Among the doom and gloom of pubs closing across the country, Bristol saw a number of new pubs opening or reopening this year. Beerd is a real ale and craft beer drinker’s paradise. The Pump House’s own Toby Gritten reopened the Bird in Hand in Long Ashton, now well worth a visit, while the Bag o’ Nails also made a welcome return earlier this month and the Black Boy Inn, the Phoenix and the Volunteer Tavern are all unrecognisable from what they once were.

Over to bars, and if you haven’t found The Milk Thistle yet, go now. Ring the doorbell and prepare to be astounded. It’s not just about cocktails here either, and late one night, I think it was the night of my birthday, I found myself consuming one too many bottles of deliciously decadent bottled beers in the middle floor members lounge.

The Bank on Stokes Croft has become another firm favourite over the course of this last year.

The Old Bookshop (above) is a splendid new addition to Bedminster; while for something completely different, Bundy’s in a former Royal British Legion club in Clifton, allegedly named after American serial killer Ted Bundy, takes some beating.


It has been thought by some that I spend every hour of my waking day in a cafe. This is not true, although it does have basis in fact. And if I ever did appear on Mastermind, Bristol cafes might well be my specialist subject.

Starting off with the bad, and the ongoing saga of Costa opening on both the Gloucester Road and Whiteladies Road without the correct planning permission has focused a lot of anger and exposed some frankly ludicrous planning regulations.

My most regular haunt this year, at least once a week before work, has been 40 Alfred Place. Before becoming a pop-up by night, it is an excellent new cafe by day, serving Extract Coffee and before she sadly had to close, Hart’s Bakery pastries. Let’s hope Laura Hart finds new premises very soon.

Other new regular favourites are the newest Lashings on Lower Redland Road; the brilliantly old-fashioned Cox & Baloney Vintage Tea Room (left) on Cheltenham Road; the second Papadeli, still in their original location on Alma Road and also now in the RWA; and Brigstow on Clare Street, one of the year’s best new cafes.

The eclectic nature of the above offerings showcase the best in Bristol cafes.
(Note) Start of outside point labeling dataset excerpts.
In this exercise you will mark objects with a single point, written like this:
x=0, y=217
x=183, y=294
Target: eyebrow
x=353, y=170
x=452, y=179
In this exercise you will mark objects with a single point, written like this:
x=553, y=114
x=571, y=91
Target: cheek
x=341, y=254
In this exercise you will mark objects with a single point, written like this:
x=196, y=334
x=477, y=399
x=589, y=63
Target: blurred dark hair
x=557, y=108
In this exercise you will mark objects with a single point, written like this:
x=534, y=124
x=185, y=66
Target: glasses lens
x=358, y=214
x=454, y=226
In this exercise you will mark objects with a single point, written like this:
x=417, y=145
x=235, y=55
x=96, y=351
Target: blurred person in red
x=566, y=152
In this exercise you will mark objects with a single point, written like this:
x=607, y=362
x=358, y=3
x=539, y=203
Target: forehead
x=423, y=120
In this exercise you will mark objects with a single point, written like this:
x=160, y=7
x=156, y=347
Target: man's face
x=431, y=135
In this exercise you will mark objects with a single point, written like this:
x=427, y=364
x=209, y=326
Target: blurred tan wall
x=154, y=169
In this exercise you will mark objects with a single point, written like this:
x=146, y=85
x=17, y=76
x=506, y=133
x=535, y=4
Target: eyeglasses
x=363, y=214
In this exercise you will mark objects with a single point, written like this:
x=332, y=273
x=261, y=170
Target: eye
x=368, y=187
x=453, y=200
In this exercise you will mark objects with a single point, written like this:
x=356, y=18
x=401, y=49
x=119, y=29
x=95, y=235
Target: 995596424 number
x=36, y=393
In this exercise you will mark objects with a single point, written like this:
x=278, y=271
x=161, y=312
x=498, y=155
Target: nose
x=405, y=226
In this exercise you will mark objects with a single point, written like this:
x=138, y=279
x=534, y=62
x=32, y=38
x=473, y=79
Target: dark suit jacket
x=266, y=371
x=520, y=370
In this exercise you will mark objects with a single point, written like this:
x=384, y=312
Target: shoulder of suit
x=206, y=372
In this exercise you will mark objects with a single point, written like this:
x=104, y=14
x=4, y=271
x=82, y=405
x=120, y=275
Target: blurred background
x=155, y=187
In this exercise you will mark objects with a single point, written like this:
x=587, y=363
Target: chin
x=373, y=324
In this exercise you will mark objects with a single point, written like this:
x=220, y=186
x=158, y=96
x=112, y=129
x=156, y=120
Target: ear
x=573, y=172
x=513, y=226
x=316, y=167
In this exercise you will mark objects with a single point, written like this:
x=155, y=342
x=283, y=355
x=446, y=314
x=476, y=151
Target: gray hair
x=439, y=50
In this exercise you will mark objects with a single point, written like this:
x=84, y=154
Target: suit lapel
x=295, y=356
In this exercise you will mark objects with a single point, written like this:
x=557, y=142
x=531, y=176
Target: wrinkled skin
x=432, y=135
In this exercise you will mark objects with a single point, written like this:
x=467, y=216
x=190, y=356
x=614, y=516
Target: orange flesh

Not forgetting that The Bird Table has added to the diverse shopping offering on Coldharbour Road; Bubalu, a cafe and health centre, is an interesting addition on the Gloucester Road; On Stokes Croft, Hooper House Cafe replaced Kuvuka, its name a reminder of the fish shop here at the beginning of the last century; Zion sees a superb new use of a former Methodist Chapel in Bedminster Down; and Siam Angel Cafe intriguingly and not completely successfully combines cafe fare with Thai food.

Opening in August in Bristol’s oldest building, St James’ Priory, Cafe Refectoire is an obvious choice over Subway, also tucked away behind the bus station, but they have missed a trick making this cafe rather bog-standard. In a sympathetic addition to such an ancient and historic building, this could have been great, but sadly is very average.

My cafe of the year 2011 is Lahloo Pantry (below). Opened in October by tea specialist Kate Gover, it is a a rare treat. Despite the fact that I’m not a regular tea drinker, everything about this place is delightful, from the bulging counter of food all made on the premises, to its extensive tea list, and for me, coffee from speciality roasters Has Bean served in a special Chemex glass jug. Splendid.